Information Privacy Principles

The Information Privacy Principles (IPPs) are a list of 10 rules for collecting and handling personal information that bind NT government organisations. They are found in the Schedule at the back of the Information Act. They are repeated here for convenience.

  • 1.1 A public sector organisation must not collect personal information unless the information is necessary for one or more of its functions or activities.

    1.2 A public sector organisation must collect personal information only by lawful and fair means and not in an unreasonably intrusive way.

    1.3 At or before the time (or, if that is not practicable, as soon as practicable after) a public sector organisation collects personal information about an individual from the individual, the organisation must take reasonable steps to ensure that the individual is aware of -

    • (a) the identity of the organisation and how to contact it;
    • (b) the fact that the individual is able to have access to the information;
    • (c) the purpose for which the information is collected;
    • (d) the persons or bodies, or classes of persons or bodies, to which the organisation usually discloses information of the same kind;
    • (e) any law that requires the particular information to be collected; and
    • (f) any consequences for the individual if all or part of the information is not provided.

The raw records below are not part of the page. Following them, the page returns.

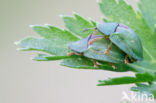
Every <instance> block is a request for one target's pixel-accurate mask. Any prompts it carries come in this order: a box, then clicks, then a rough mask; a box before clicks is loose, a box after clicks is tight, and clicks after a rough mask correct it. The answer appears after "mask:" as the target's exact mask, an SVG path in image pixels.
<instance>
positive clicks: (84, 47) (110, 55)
mask: <svg viewBox="0 0 156 103" xmlns="http://www.w3.org/2000/svg"><path fill="white" fill-rule="evenodd" d="M87 40H88V38H83V39H81V40H79V41H76V42H72V43H70V44H69V46H68V47H69V49H71V50H72V51H73V52H74V53H75V54H77V55H80V54H81V55H82V56H85V57H87V58H91V59H93V60H97V61H105V62H108V63H124V59H125V53H123V52H122V51H121V50H120V49H119V48H118V47H116V46H115V45H112V49H111V50H110V55H105V51H106V50H107V47H108V45H109V44H110V40H108V39H107V40H104V39H101V40H98V41H95V42H94V43H93V44H92V45H90V46H89V47H87ZM94 66H95V67H96V66H97V64H96V63H95V62H94ZM112 67H113V68H116V67H115V66H114V65H113V66H112Z"/></svg>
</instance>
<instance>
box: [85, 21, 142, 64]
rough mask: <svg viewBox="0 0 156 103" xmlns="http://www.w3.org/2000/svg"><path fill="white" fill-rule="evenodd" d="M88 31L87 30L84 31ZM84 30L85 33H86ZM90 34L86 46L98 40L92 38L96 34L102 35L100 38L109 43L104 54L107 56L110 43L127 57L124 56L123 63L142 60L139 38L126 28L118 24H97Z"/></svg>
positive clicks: (115, 23) (131, 30) (107, 54)
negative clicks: (112, 43)
mask: <svg viewBox="0 0 156 103" xmlns="http://www.w3.org/2000/svg"><path fill="white" fill-rule="evenodd" d="M86 30H89V29H86ZM86 30H85V31H86ZM94 30H97V31H93V33H92V34H90V35H89V36H88V46H89V45H91V44H92V43H93V42H95V41H96V40H98V39H99V38H94V39H90V38H92V36H95V35H96V34H97V33H98V32H100V33H101V34H103V35H104V37H102V38H106V39H109V40H110V41H111V42H110V44H109V45H108V49H107V50H106V52H105V54H106V55H108V54H109V51H110V50H111V47H112V43H113V44H115V45H116V46H117V47H118V48H120V49H121V50H122V51H123V52H125V53H126V54H127V55H126V56H125V63H126V64H127V63H128V58H130V59H131V60H132V61H137V60H139V61H141V60H142V59H143V49H142V44H141V41H140V39H139V37H138V36H137V35H136V33H135V32H134V31H133V30H132V29H130V28H129V27H128V26H126V25H124V24H119V23H97V24H96V28H94Z"/></svg>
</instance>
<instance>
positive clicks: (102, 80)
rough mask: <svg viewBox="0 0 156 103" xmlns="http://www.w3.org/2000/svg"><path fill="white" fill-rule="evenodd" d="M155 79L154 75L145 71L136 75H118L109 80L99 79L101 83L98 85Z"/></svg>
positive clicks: (98, 84)
mask: <svg viewBox="0 0 156 103" xmlns="http://www.w3.org/2000/svg"><path fill="white" fill-rule="evenodd" d="M153 80H154V77H153V76H151V75H150V74H148V73H144V74H136V77H128V76H125V77H118V78H110V79H109V80H99V84H97V86H105V85H121V84H131V83H139V82H151V81H153Z"/></svg>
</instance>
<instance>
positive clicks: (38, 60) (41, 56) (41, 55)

    1.4 If it is reasonable and practicable to do so, a public sector organisation must collect personal information about an individual only from the individual.

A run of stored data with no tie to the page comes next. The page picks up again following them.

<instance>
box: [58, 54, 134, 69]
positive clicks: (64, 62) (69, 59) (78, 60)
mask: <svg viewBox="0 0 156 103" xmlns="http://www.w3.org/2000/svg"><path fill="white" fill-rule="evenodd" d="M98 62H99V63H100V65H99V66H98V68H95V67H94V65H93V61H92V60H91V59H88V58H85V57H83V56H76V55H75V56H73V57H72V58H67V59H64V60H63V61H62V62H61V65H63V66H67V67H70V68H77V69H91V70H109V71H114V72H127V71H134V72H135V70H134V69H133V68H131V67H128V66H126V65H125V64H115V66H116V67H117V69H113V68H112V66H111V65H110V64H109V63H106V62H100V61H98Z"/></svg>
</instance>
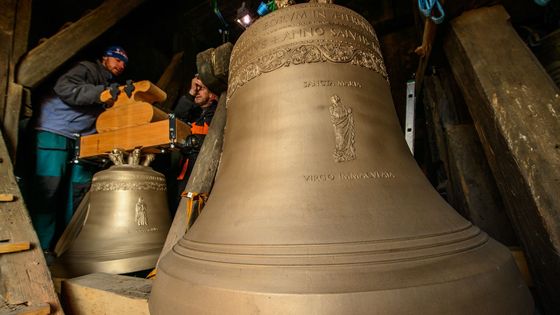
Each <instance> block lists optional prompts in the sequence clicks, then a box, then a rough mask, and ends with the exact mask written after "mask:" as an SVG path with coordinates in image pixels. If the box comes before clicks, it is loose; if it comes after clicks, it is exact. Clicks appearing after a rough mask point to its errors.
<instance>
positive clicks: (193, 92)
mask: <svg viewBox="0 0 560 315" xmlns="http://www.w3.org/2000/svg"><path fill="white" fill-rule="evenodd" d="M201 88H202V81H200V79H199V77H198V74H196V75H195V76H194V78H193V79H192V80H191V88H190V90H189V94H190V95H191V96H195V95H196V93H197V92H198V91H199V90H200V89H201Z"/></svg>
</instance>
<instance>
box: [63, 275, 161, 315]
mask: <svg viewBox="0 0 560 315" xmlns="http://www.w3.org/2000/svg"><path fill="white" fill-rule="evenodd" d="M151 290H152V281H151V280H147V279H142V278H135V277H128V276H121V275H110V274H104V273H93V274H89V275H85V276H82V277H78V278H73V279H69V280H64V281H62V290H61V291H62V292H61V293H62V294H61V295H62V299H63V300H64V306H65V310H66V311H67V312H68V313H70V314H75V315H81V314H83V315H86V314H137V315H142V314H144V315H149V314H150V312H149V310H148V297H149V295H150V292H151Z"/></svg>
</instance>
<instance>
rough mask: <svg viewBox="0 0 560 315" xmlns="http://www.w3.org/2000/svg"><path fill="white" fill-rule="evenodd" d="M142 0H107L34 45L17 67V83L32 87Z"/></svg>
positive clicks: (41, 80) (105, 30) (122, 16)
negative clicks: (128, 0) (18, 65)
mask: <svg viewBox="0 0 560 315" xmlns="http://www.w3.org/2000/svg"><path fill="white" fill-rule="evenodd" d="M142 2H144V0H129V1H120V0H105V1H104V2H103V3H102V4H101V5H100V6H99V7H97V8H96V9H95V10H93V11H91V12H90V13H88V14H87V15H85V16H84V17H82V18H81V19H80V20H79V21H77V22H75V23H73V24H72V25H70V26H69V27H67V28H65V29H63V30H62V31H60V32H58V33H57V34H56V35H54V36H53V37H51V38H49V39H48V40H47V41H45V42H44V43H42V44H40V45H39V46H37V47H35V48H33V49H32V50H31V51H30V52H29V53H28V54H27V56H25V58H24V59H23V60H22V62H21V64H20V66H19V68H18V69H17V76H16V79H17V83H19V84H21V85H23V86H26V87H30V88H33V87H36V86H37V85H38V84H39V83H41V82H42V81H43V80H44V79H45V78H46V77H47V76H48V75H50V74H51V73H52V72H53V71H55V70H56V69H58V68H59V67H60V66H61V65H62V64H64V63H65V62H66V61H67V60H68V59H70V58H71V57H72V56H74V55H75V54H76V53H77V52H78V51H79V50H80V49H82V48H84V47H85V46H86V45H88V44H89V43H91V42H92V41H93V40H94V39H96V38H97V37H98V36H100V35H101V34H103V33H104V32H105V31H107V30H108V29H109V28H110V27H111V26H113V25H114V24H115V23H117V22H118V21H119V20H120V19H121V18H123V17H124V16H126V15H127V14H128V13H129V12H130V11H132V10H133V9H134V8H136V7H137V6H138V5H140V4H141V3H142Z"/></svg>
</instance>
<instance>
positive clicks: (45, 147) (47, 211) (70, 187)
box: [27, 46, 128, 250]
mask: <svg viewBox="0 0 560 315" xmlns="http://www.w3.org/2000/svg"><path fill="white" fill-rule="evenodd" d="M127 63H128V56H127V54H126V52H125V50H124V49H123V48H122V47H120V46H111V47H109V48H107V49H106V50H105V51H104V53H103V56H102V58H101V60H97V61H96V62H91V61H82V62H79V63H78V64H76V65H75V66H74V67H72V68H71V69H70V70H69V71H67V72H66V73H64V74H63V75H62V76H61V77H60V78H59V79H58V80H57V81H56V84H55V86H54V88H53V90H52V91H51V93H49V94H48V95H46V96H45V97H44V98H43V100H42V101H41V102H40V108H39V110H38V111H36V113H37V116H36V117H35V125H34V129H35V138H34V140H35V141H36V143H35V146H36V147H35V153H36V163H35V170H34V171H35V172H34V175H33V180H32V181H31V185H32V186H31V187H28V193H29V195H28V198H27V199H28V200H27V203H28V207H29V213H30V216H31V220H32V222H33V226H34V227H35V230H36V231H37V235H38V236H39V240H40V242H41V247H42V248H43V249H44V250H49V249H52V247H53V246H54V241H55V235H57V234H58V233H60V232H61V231H62V230H63V229H64V227H65V226H66V225H67V224H68V222H69V221H70V219H71V218H72V215H73V213H74V210H75V209H76V207H77V206H78V204H79V202H80V200H81V199H82V198H83V196H84V194H85V192H87V190H88V189H89V186H90V183H91V179H92V177H93V173H94V171H95V168H92V167H91V166H88V165H84V164H80V163H78V164H76V163H70V161H71V159H72V158H73V157H74V147H75V142H76V140H77V139H78V137H79V136H83V135H89V134H92V133H95V132H96V129H95V121H96V119H97V117H98V116H99V114H101V113H102V112H103V110H104V109H105V107H106V104H103V103H102V102H101V100H100V95H101V93H102V92H103V91H104V90H106V89H108V88H109V89H112V90H113V92H115V91H118V89H117V85H115V84H113V85H112V83H114V82H115V78H116V77H117V76H119V75H120V74H122V72H123V71H124V69H125V68H126V64H127Z"/></svg>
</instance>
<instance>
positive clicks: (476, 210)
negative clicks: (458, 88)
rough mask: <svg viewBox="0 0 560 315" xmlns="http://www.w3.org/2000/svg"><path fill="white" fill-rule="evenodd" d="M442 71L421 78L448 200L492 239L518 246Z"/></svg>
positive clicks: (457, 99) (508, 221) (485, 167)
mask: <svg viewBox="0 0 560 315" xmlns="http://www.w3.org/2000/svg"><path fill="white" fill-rule="evenodd" d="M444 73H445V71H443V70H442V71H439V72H438V74H435V75H432V76H428V77H426V78H425V81H424V83H425V84H424V93H423V94H424V105H425V107H426V113H427V121H428V122H429V124H428V125H430V126H431V127H432V129H433V133H434V134H435V137H434V138H435V139H436V140H435V141H434V142H435V143H436V145H437V148H435V149H436V151H437V153H438V155H439V159H440V160H441V161H442V162H443V164H444V166H445V172H446V177H447V185H446V186H447V194H448V198H447V199H448V201H449V203H450V204H451V205H452V206H453V207H454V208H455V209H456V210H457V211H458V212H460V213H461V214H462V215H463V216H465V218H467V219H468V220H470V221H471V222H473V224H475V225H477V226H478V227H480V228H481V229H482V230H484V231H485V232H486V233H488V234H489V235H490V236H491V237H493V238H494V239H496V240H498V241H500V242H501V243H503V244H505V245H508V246H513V245H518V243H517V239H516V238H515V234H514V232H513V228H512V226H511V221H510V220H509V218H508V216H507V214H506V212H505V208H504V205H503V201H502V199H501V196H500V193H499V191H498V188H497V186H496V182H495V180H494V177H493V176H492V174H491V172H490V167H489V166H488V162H487V161H486V157H485V156H484V152H483V150H482V145H481V144H480V141H479V140H478V135H477V134H476V130H475V128H474V126H473V125H472V123H470V116H469V115H468V114H467V113H464V114H463V113H462V112H463V111H462V110H461V108H459V107H460V106H461V105H463V107H464V106H465V105H464V104H463V102H461V100H462V98H461V96H460V95H457V96H455V95H454V94H453V93H452V91H451V90H452V88H451V86H450V85H448V86H447V89H444V81H452V80H453V78H448V77H447V76H446V75H444Z"/></svg>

    1.5 If a public sector organisation collects personal information about an individual from another person, it must take reasonable steps to ensure that the individual is or has been made aware of the matters listed in IPP 1.3 except to the extent that making the individual aware of the matters would pose a serious threat to the life or health of the individual or another individual.

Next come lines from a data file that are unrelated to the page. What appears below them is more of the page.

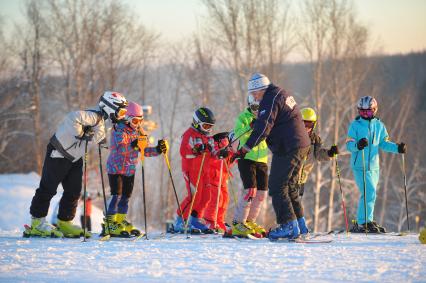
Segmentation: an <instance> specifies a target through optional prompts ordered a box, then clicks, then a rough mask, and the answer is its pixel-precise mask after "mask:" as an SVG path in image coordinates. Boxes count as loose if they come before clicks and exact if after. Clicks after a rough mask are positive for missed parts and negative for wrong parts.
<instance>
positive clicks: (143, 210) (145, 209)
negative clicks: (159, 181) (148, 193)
mask: <svg viewBox="0 0 426 283" xmlns="http://www.w3.org/2000/svg"><path fill="white" fill-rule="evenodd" d="M141 154H144V153H143V152H142V153H141ZM142 198H143V218H144V222H145V239H147V240H148V228H147V225H146V222H147V220H146V201H145V169H144V159H143V158H142Z"/></svg>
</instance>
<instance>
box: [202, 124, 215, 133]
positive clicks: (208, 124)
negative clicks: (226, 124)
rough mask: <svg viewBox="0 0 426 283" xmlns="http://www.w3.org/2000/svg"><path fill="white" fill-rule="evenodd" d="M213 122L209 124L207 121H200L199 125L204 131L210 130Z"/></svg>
mask: <svg viewBox="0 0 426 283" xmlns="http://www.w3.org/2000/svg"><path fill="white" fill-rule="evenodd" d="M213 126H214V125H213V124H209V123H200V127H201V129H202V130H203V131H206V132H211V131H212V130H213V129H212V128H213Z"/></svg>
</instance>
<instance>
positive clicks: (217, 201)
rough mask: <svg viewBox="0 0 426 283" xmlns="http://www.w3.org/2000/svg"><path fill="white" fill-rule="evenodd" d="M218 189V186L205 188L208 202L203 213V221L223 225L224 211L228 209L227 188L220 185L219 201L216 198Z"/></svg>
mask: <svg viewBox="0 0 426 283" xmlns="http://www.w3.org/2000/svg"><path fill="white" fill-rule="evenodd" d="M225 181H226V180H225ZM218 189H219V188H218V186H214V185H211V184H209V185H207V187H206V191H207V192H208V193H209V201H208V203H207V207H206V210H205V212H204V219H205V220H207V221H209V222H212V223H214V222H216V223H221V224H224V223H225V215H226V210H227V209H228V204H229V195H228V186H227V184H224V185H222V187H221V188H220V194H219V199H218V198H217V197H218ZM216 208H217V213H216ZM215 220H216V221H215Z"/></svg>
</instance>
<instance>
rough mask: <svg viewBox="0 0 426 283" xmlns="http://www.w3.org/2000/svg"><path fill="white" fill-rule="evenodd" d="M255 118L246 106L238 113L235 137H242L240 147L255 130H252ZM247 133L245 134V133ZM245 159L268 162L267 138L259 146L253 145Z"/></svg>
mask: <svg viewBox="0 0 426 283" xmlns="http://www.w3.org/2000/svg"><path fill="white" fill-rule="evenodd" d="M253 120H254V115H253V114H252V113H251V112H250V111H249V110H248V108H246V109H245V110H244V111H243V112H241V113H240V115H238V117H237V120H236V121H235V127H234V134H235V138H236V137H240V144H239V146H238V149H240V148H241V147H242V146H243V145H244V144H245V143H246V142H247V140H248V138H249V137H250V134H251V133H252V132H253V130H250V123H251V122H252V121H253ZM244 133H245V134H244ZM244 159H250V160H252V161H256V162H261V163H267V162H268V145H267V144H266V141H265V140H262V141H261V142H260V143H259V144H258V145H257V146H255V147H253V148H252V149H251V151H249V152H248V153H247V154H246V156H245V157H244Z"/></svg>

  • 2.1A public sector organisation must not use or disclose personal information about an individual for a purpose ("the secondary purpose") other than the primary purpose for collecting it unless one or more of the following apply:

    • (a)if the information is sensitive information -
      • (i)the secondary purpose is directly related to the primary purpose; and
      • (ii)the individual would reasonably expect the organisation to use or disclose the information for the secondary purpose;
    • (b)if the information is not sensitive information -
      • (i)the secondary purpose is related to the primary purpose; and
      • (ii)the individual would reasonably expect the organisation to use or disclose the information for the secondary purpose;
    • (c)the individual consents to the use or disclosure of the information;
      • (ca) the use or disclosure is necessary for research, or the compilation or analysis of statistics, in the public interest and the following apply:
        • (i)the research, compilation or analysis will not be published in a form that identifies the individual;
        • (ii)it is impracticable for the organisation to seek the individual's consent before the use or disclosure;
        • (iii)in the case of disclosure – the organisation reasonably believes the recipient of the information will not disclose the information;
        • (iv)if the information is health information – the use or disclosure is in accordance with guidelines issued by the Commissioner under section 86(1)(a)(iv) for this paragraph;
    • (d)the organisation reasonably believes that the use or disclosure is necessary to lessen or prevent -
      • (i)a serious or imminent threat to the individual's or another individual's life, health or safety;
      • (ii)a serious or imminent threat of harm to, or exploitation of, a child; or
      • (iii)a serious threat to public health or public safety;
    • (e)the organisation has reason to suspect that unlawful activity has been, is being or may be engaged in and uses or discloses the information as a necessary part of its investigation of the matter or in reporting its concerns to relevant persons or authorities;
    • (f)the use or disclosure is required or authorised by law;
    • (g)the organisation reasonably believes that the use or disclosure is reasonably necessary for one or more of the following by or on behalf of a law enforcement agency:
      • (i)preventing, detecting, investigating, prosecuting or punishing an offence or a breach of a prescribed law;
      • (iii)enforcing a law relating to the confiscation of proceeds of crime;
      • (iiii)protecting public revenue;
      • (iv)preventing, detecting, investigating or remedying seriously improper conduct or prescribed conduct;
      • (v)preparing for or conducting proceedings before a court or tribunal or implementing the orders of a court or tribunal;
    • (h)the Australian Security Intelligence Organisation ("ASIO") has requested the organisation to disclose the information, the disclosure is made to an officer or employee of ASIO authorised by the Director-General of ASIO to receive the information and an officer or employee of ASIO authorised by the Director-General of ASIO to do so has certified in writing that the information is required in connection with the performance of the functions of ASIO;
      • (i)the Australian Secret Intelligence Service ("ASIS") has requested the organisation to disclose the information, the disclosure is made to an officer or employee of ASIS authorised by the Director-General of ASIS to receive the information and an officer or employee of ASIS authorised by the Director-General of ASIS to do so has certified in writing that the information is required in connection with the performance of the functions of ASIS.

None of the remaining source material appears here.